Julie Seyfert-Lillis, executive director of Mill Brook Preserve, Inc., was unavailable that night. She later expressed the expectation that others similarly engaged would have weighed in during the hearing.
Ultimately, Bialecki and Lagodka voted in favor of holding the hearing open until the next meeting/ with Litton, Denis McGee and Rachel Carrion preferring to move ahead without additional opportunity for testimony.
Carrion said that the board was bound by time frames, and said that “just to be fair to the public and to the applicant that we have to adhere to,” and that if there were more input. “I don’t understand why we’re not hearing it.” State law in most cases provides no time frame as to how long a public hearing may be kept open.
Giving testimony
Toward the end of the meeting, Bialecki noticed comments posted by some residents who advised they’d had difficulty logging in to post their thoughts, or expressing that they felt the hearing had been closed too quickly. Bialecki noted that the live stream is actually broadcast with some amount of delay, meaning that testimony wasn’t being taken for quite as long as board members might have believed. Bialecki urged consideration of leaving hearings open longer in consideration for that technical issue.
The conflation of the terms “public comment” and “public hearing” confused Litton, who explained that the former was a period when members of the public to weigh in on virtually any issue, while the latter is a time for taking testimony about a specific project. Testimony at public hearings becomes part of the record for that application, while the public-comment portion is provided as a courtesy only, and what is said at that time carries no legal weight.
Board secretary Alana Sawchuk advised that emails sent to planningzoning@villageofnewpaltz.org were reviewed quickly, and that testimony and comments provided via email was shared with the board swiftly.

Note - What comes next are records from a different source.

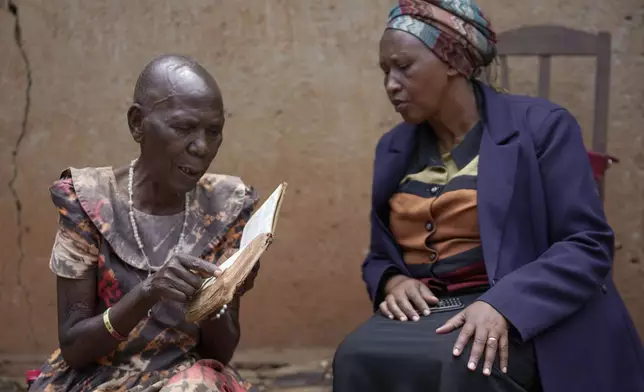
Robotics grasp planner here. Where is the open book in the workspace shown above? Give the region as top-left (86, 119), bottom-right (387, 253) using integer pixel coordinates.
top-left (186, 182), bottom-right (288, 322)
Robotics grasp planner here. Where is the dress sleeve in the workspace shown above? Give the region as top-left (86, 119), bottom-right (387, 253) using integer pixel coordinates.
top-left (212, 186), bottom-right (259, 265)
top-left (49, 178), bottom-right (100, 279)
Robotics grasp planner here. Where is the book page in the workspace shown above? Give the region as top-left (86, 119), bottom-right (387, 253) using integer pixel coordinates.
top-left (240, 184), bottom-right (284, 249)
top-left (201, 247), bottom-right (244, 290)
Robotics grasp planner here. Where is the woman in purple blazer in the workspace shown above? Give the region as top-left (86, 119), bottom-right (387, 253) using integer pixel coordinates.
top-left (334, 0), bottom-right (644, 392)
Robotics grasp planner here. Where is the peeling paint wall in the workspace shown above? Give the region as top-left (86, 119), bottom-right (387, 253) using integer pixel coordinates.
top-left (0, 0), bottom-right (644, 355)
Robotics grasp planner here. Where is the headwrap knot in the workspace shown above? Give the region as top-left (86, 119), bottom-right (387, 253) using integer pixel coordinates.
top-left (387, 0), bottom-right (496, 78)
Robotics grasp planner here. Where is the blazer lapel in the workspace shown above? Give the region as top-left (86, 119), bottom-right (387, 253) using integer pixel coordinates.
top-left (477, 85), bottom-right (520, 284)
top-left (373, 123), bottom-right (417, 223)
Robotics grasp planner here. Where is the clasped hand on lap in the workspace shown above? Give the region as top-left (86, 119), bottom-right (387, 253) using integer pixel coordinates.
top-left (380, 275), bottom-right (509, 376)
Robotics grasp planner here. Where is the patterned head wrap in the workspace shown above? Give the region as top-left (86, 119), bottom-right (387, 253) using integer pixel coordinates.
top-left (387, 0), bottom-right (496, 78)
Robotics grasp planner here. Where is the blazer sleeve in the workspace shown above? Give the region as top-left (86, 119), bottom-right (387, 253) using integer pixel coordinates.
top-left (480, 108), bottom-right (614, 340)
top-left (362, 133), bottom-right (402, 310)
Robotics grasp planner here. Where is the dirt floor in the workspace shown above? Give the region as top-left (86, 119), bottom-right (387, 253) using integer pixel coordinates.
top-left (0, 349), bottom-right (333, 392)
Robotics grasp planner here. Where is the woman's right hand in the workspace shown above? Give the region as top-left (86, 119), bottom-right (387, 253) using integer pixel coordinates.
top-left (380, 275), bottom-right (438, 321)
top-left (144, 253), bottom-right (222, 302)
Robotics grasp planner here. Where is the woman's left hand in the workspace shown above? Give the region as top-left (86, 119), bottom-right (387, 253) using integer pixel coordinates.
top-left (436, 301), bottom-right (509, 376)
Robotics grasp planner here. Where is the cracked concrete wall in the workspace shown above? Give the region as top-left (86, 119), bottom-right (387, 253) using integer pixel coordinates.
top-left (0, 0), bottom-right (644, 355)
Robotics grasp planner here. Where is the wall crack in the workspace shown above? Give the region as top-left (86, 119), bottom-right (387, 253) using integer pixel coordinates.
top-left (7, 0), bottom-right (40, 348)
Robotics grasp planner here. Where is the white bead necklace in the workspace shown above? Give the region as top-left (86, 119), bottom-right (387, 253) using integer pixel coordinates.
top-left (127, 159), bottom-right (228, 319)
top-left (127, 159), bottom-right (190, 277)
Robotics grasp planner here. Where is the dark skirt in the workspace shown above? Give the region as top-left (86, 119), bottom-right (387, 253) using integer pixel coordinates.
top-left (333, 294), bottom-right (541, 392)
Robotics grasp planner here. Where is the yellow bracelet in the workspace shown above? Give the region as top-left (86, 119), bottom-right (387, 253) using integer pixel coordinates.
top-left (103, 308), bottom-right (127, 341)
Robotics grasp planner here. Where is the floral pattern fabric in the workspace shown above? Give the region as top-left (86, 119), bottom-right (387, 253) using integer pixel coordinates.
top-left (30, 167), bottom-right (258, 392)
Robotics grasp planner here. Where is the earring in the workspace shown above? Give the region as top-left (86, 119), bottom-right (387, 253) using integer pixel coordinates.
top-left (215, 305), bottom-right (228, 319)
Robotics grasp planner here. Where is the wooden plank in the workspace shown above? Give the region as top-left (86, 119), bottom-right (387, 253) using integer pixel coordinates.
top-left (497, 25), bottom-right (597, 56)
top-left (499, 55), bottom-right (510, 91)
top-left (538, 55), bottom-right (551, 99)
top-left (592, 32), bottom-right (611, 200)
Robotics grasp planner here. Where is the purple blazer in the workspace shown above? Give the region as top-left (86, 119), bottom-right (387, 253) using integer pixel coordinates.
top-left (362, 85), bottom-right (644, 392)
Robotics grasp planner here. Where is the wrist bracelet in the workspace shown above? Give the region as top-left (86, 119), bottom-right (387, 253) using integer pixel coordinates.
top-left (103, 308), bottom-right (127, 341)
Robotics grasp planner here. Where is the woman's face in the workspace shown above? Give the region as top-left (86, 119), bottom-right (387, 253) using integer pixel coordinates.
top-left (380, 29), bottom-right (457, 124)
top-left (129, 86), bottom-right (224, 193)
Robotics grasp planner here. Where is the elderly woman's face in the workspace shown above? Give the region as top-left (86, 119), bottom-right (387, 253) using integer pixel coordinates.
top-left (380, 30), bottom-right (451, 124)
top-left (130, 82), bottom-right (224, 193)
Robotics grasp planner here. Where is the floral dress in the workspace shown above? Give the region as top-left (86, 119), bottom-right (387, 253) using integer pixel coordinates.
top-left (30, 167), bottom-right (258, 392)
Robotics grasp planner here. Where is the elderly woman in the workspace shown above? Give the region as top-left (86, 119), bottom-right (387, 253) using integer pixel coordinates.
top-left (334, 0), bottom-right (644, 392)
top-left (30, 55), bottom-right (257, 392)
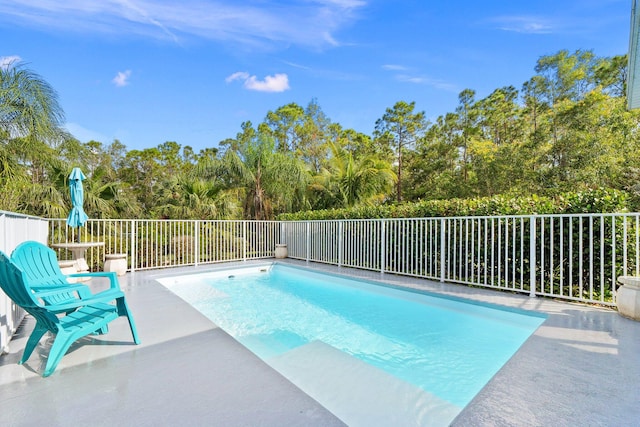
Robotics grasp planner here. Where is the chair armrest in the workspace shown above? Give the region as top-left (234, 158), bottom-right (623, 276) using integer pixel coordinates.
top-left (67, 271), bottom-right (120, 290)
top-left (37, 289), bottom-right (124, 311)
top-left (31, 283), bottom-right (93, 299)
top-left (31, 284), bottom-right (93, 298)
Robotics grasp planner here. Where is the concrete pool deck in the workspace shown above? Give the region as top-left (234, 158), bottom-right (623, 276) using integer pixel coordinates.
top-left (0, 260), bottom-right (640, 426)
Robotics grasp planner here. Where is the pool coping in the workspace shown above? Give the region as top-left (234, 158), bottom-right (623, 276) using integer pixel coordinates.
top-left (0, 259), bottom-right (640, 426)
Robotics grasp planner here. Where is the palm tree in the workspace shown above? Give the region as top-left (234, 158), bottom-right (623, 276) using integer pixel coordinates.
top-left (202, 132), bottom-right (307, 220)
top-left (310, 142), bottom-right (396, 207)
top-left (0, 63), bottom-right (65, 217)
top-left (155, 174), bottom-right (238, 219)
top-left (0, 63), bottom-right (64, 141)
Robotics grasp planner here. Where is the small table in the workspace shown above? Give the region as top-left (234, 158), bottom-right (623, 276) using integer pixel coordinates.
top-left (51, 242), bottom-right (104, 273)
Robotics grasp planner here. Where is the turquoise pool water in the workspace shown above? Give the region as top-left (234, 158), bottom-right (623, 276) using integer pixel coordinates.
top-left (161, 264), bottom-right (544, 425)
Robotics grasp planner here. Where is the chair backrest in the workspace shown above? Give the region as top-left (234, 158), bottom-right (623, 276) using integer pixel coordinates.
top-left (0, 251), bottom-right (59, 332)
top-left (11, 240), bottom-right (69, 286)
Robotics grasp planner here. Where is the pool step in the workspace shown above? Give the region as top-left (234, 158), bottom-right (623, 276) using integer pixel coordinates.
top-left (267, 341), bottom-right (462, 427)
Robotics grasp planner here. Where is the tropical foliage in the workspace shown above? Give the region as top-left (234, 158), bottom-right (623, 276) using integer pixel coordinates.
top-left (0, 50), bottom-right (640, 219)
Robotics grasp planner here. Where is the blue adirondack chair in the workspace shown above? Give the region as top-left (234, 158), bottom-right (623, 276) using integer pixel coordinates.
top-left (11, 240), bottom-right (120, 305)
top-left (0, 251), bottom-right (140, 377)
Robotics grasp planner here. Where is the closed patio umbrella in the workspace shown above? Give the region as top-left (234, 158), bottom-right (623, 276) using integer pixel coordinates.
top-left (67, 168), bottom-right (89, 243)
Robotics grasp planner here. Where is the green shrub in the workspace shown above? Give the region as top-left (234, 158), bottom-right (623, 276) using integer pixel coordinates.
top-left (278, 188), bottom-right (631, 221)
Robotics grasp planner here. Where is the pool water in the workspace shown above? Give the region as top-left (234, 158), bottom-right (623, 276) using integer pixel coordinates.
top-left (160, 264), bottom-right (544, 425)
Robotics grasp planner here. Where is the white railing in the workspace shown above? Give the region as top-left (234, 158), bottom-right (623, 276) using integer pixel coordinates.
top-left (280, 213), bottom-right (640, 305)
top-left (38, 213), bottom-right (640, 305)
top-left (0, 211), bottom-right (640, 352)
top-left (0, 211), bottom-right (49, 354)
top-left (49, 219), bottom-right (280, 271)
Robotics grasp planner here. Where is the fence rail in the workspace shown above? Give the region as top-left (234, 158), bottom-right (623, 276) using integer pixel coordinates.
top-left (281, 213), bottom-right (640, 305)
top-left (49, 219), bottom-right (280, 271)
top-left (0, 211), bottom-right (640, 353)
top-left (40, 213), bottom-right (640, 305)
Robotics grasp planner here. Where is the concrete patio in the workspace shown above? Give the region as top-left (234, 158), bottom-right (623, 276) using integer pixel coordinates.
top-left (0, 261), bottom-right (640, 426)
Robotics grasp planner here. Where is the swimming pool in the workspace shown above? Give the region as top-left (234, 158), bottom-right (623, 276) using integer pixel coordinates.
top-left (160, 263), bottom-right (544, 425)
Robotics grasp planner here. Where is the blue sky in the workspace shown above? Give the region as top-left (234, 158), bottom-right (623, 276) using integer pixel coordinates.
top-left (0, 0), bottom-right (631, 151)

Sawchuk also said concerned groups can also appoint a representative to provide testimony \ for a larger number of people.
Lagodka asked whether there is any way that a member of the public would know about the email option — it’s not, for example, laid out in the agenda, Sawchuk replied that people can take the initiative to email her. There’s only so much we can do.”
Attorney Richard Golden affirmed that the efforts taken in this village exceeded those in some other municipalities.
The two Kniffen applications are adjacent to a stream — the Mill Brook — that’s already thick with fecal matter. There’s concern that more pavement and buildings nearby will lead to more runoff and more problems. Samples collected by citizen scientists and submitted to Riverkeeper show enterococcus — a microbe that is evidence of fecal contamination — is thriving in the Mill Brook.
State regulators have determined that it’s unsafe to swim in water where more than 60 of these microorganisms are found in a 100-milliliter (roughly three-and-a-half fluid ounces) sample; the last time a Mill Brook sample was under that mark was in October 2013, and that appears to have been an aberration. Out of 47 samples collected from June, 2012 through October, 2019, the count was over 200 all but three times, and exceeded 2000 on ten occasions, most recently in May 2019.
A complicating factor in this case is that the subdivision was approved in 2013, and according to Golden that’s when many of these questions should have been addressed. An applicant “gets vested in their approvals, and you can’t revisit that, just because it may have been done incorrectly.” Stormwater can still be addressed during the site plan review, but it’s no longer under the auspices of state environmental laws.
Kniffen is required get an engineer to review the stormwater flow projections to ensure that there won’t be more flow off the property than there is now. That report will be reviewed by the village engineer.